CHP Niğde Milletvekili ve TBMM Sanayi Komisyonu Üyesi Ömer Fethi Gürer, Türkiye ekonomisindeki derin krizi çarpıcı verilerle ortaya koydu. Gürer, 2025’in ilk yarısına dair icra, konkordato ve şirket kapanış verilerini değerlendirerek, ekonomik daralmanın artık sektörel değil, toplumsal bir boyut kazandığını vurguladı. “Ekonomi yönetimi büyüme masalları anlatırken, gerçekte icra yoluyla satılan fabrikalar, kapanan şirketler ve borç yükü altında ezilen yurttaşlar var” dedi.
Temmuzda 6 fabrika icradan satışta
Yalnızca temmuz ayında Türkiye genelinde 6 fabrikanın icra yoluyla satışa çıkarıldığını hatırlatan Gürer, şunları söyledi:
“Afyonkarahisar’dan Gaziantep’e, Salihli’den Seydişehir’e kadar farklı sektörlerde faaliyet gösteren fabrikalar icra listelerine düştü. Makine sanayisinden tekstile, gıda üretiminden tarım sanayisine kadar üretim yapan tesisler iflas noktasına gelmiş durumda.”
Konkordato başvuruları patladı
Gürer’in paylaştığı verilere göre, 2025’in ilk altı ayında toplam 2.776 firma konkordato talebinde bulundu. Haziran ayında yapılan 541 başvurudan 292’sine geçici mühlet, 132’sine kesin mühlet verildi. 19 firma ise iflas etti. Gürer, “Bu başvurular, işletmelerin iflası öncesindeki son çığlığıdır” dedi.

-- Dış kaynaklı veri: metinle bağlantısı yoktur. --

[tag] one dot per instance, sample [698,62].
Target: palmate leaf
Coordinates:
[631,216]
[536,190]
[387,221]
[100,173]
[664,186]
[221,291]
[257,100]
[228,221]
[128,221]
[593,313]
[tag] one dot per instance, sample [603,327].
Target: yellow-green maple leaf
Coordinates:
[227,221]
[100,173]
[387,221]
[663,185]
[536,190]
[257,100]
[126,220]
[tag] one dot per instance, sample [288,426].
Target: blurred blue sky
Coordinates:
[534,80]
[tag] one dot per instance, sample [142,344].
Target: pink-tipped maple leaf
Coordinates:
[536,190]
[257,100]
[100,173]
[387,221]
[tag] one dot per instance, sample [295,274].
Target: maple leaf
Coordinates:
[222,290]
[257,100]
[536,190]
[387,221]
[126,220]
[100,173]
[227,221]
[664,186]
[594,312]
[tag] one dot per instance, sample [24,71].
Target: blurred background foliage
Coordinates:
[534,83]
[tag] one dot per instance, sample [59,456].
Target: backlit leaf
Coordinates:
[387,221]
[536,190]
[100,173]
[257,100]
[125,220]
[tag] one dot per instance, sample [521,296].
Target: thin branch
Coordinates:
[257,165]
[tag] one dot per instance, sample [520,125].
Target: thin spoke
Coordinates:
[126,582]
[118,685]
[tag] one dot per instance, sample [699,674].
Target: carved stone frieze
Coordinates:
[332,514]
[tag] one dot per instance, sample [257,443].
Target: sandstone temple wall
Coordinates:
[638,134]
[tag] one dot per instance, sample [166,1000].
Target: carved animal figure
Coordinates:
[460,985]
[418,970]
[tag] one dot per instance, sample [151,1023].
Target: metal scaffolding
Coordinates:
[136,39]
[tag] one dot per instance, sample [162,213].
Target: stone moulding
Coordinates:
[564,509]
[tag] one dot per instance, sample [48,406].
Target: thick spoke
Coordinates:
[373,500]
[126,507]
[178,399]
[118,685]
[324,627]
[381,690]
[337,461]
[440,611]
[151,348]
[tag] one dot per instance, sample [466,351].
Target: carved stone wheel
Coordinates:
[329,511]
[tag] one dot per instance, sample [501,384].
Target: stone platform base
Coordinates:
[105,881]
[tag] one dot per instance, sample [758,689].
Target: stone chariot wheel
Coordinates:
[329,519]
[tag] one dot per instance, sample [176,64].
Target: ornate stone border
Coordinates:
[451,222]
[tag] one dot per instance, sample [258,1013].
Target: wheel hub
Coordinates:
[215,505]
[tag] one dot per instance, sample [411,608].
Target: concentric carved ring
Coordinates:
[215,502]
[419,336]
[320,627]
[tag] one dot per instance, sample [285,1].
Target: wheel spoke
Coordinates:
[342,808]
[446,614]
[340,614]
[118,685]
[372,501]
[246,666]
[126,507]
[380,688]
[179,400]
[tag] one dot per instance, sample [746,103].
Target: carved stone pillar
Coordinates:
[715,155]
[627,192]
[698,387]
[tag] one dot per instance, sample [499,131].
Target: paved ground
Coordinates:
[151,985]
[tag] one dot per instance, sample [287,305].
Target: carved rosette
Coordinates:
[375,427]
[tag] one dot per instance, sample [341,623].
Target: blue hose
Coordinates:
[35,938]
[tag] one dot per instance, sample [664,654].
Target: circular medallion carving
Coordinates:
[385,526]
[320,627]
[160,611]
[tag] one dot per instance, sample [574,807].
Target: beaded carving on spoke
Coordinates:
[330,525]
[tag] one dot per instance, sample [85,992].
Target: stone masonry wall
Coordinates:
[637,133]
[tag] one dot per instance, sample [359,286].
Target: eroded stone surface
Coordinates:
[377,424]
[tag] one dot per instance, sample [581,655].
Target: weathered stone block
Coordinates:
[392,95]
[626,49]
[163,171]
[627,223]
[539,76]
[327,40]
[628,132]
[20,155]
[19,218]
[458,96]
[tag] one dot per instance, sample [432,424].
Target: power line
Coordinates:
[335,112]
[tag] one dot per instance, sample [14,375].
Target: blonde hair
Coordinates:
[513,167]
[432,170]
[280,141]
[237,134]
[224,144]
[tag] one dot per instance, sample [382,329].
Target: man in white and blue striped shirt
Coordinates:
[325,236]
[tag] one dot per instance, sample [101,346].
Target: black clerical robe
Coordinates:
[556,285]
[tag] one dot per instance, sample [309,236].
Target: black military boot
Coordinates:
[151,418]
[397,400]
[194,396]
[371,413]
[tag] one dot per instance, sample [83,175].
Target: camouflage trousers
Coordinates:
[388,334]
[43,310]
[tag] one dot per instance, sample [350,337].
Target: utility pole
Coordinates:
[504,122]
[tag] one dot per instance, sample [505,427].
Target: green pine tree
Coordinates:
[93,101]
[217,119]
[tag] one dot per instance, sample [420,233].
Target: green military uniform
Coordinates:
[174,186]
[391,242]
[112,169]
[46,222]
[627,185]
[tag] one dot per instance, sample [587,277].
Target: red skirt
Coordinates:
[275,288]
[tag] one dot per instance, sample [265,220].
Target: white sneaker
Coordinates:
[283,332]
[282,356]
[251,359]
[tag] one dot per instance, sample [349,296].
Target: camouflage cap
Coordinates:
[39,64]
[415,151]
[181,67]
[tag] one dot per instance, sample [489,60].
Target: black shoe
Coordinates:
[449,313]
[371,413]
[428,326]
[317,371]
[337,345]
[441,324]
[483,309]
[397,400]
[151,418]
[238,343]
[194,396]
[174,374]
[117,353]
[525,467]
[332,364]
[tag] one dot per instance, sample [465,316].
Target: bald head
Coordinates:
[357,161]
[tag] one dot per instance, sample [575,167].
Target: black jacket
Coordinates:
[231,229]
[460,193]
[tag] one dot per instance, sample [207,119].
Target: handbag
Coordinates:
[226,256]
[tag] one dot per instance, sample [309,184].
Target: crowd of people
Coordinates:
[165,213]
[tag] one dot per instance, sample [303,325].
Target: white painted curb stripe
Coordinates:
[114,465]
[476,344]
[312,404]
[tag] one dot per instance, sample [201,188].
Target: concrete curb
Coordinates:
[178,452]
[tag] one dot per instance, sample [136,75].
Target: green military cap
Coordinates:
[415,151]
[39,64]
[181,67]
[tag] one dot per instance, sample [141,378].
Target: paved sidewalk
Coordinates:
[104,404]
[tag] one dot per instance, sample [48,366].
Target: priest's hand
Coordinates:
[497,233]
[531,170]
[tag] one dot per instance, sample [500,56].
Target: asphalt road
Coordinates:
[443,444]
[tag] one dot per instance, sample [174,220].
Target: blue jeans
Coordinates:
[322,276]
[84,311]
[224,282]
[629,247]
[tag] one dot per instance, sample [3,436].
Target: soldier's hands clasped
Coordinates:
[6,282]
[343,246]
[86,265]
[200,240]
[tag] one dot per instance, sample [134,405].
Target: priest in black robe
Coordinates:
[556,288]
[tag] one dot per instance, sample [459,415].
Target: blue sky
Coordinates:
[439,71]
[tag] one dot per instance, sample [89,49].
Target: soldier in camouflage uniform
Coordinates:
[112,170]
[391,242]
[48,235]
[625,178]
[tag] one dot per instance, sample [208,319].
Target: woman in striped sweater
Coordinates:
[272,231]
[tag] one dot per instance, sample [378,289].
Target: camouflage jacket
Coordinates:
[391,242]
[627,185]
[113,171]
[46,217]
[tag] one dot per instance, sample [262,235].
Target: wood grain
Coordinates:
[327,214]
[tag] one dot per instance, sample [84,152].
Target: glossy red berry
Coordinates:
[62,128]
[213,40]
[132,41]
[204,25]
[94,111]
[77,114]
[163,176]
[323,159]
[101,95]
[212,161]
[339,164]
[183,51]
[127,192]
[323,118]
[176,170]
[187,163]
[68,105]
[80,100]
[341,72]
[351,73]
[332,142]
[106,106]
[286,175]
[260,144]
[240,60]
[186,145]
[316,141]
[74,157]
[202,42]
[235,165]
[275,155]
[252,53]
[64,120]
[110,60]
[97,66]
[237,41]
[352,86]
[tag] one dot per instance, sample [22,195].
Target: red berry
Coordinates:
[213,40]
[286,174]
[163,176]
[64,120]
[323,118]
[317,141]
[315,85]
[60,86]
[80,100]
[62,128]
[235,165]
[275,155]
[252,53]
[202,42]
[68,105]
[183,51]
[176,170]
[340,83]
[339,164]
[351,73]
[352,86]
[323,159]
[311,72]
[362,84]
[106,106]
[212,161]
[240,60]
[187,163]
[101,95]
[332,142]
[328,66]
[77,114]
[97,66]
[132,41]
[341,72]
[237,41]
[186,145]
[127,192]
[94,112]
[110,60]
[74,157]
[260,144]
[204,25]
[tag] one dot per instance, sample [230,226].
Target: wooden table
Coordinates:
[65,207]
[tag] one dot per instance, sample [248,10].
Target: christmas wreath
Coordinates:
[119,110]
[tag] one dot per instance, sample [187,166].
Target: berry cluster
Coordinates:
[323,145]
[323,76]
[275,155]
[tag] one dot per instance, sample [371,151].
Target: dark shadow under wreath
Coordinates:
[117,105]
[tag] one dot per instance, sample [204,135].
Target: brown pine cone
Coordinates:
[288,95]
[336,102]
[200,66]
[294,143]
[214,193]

Şirket kapanışlarında sert artış
2025'in ilk yarısında kurulan şirket sayısında %0,9, kurulan kooperatif sayısında ise %24,9’luk düşüş yaşanırken; aynı dönemde kapanan şirket sayısı %14,6, kapanan kooperatif sayısı %6,4 arttı. Haziran ayında ise kapanan şirket sayısı geçen yılın aynı ayına göre %27,1 arttı. Bir ayda 14 bini aşkın şirket kapandı.
“Ekonomi çöküyor, memleket elden gidiyor”
Ekonomik krizin artık sokakta, çiftlikte, fabrikada, esnaf tezgâhında hissedildiğini belirten Gürer, şöyle konuştu:
“Üretmeyen, yatırım çekemeyen, borçla dönen bir ekonominin sürdürülebilirliği yok. Emekli geçinemiyor, çiftçi üretimden çekiliyor, sanayici kapısına kilit vuruyor. Bu, ‘büyüyoruz’ diye anlatılan ekonominin aslında nasıl çöktüğünün kanıtıdır.”
“Ne olacak bu memleketin hali?”
“Bankalar ve finans kuruluşları 2025’in ilk beş ayında 1 milyon 400 binden fazla yurttaşı icraya verdi. Kredi kartı ve bireysel kredi borçları ödenemiyor. Bu tablo artık sadece ekonomik değil, sosyal bir krize dönüşmüş durumda. Herkesin dilinde aynı soru var: Ne olacak bu memleketin hali?”
Gürer, hükümete çağrıda bulunarak “Gerçeklerle yüzleşin, yurttaşın sesini duyun. Ekonomik göstergeleri manipüle ederek sorunlar gizlenemez. Önlem alınmazsa bu dar boğaz derinleşir ve telafisi zor bir toplumsal krize dönüşür” uyarısında bulundu.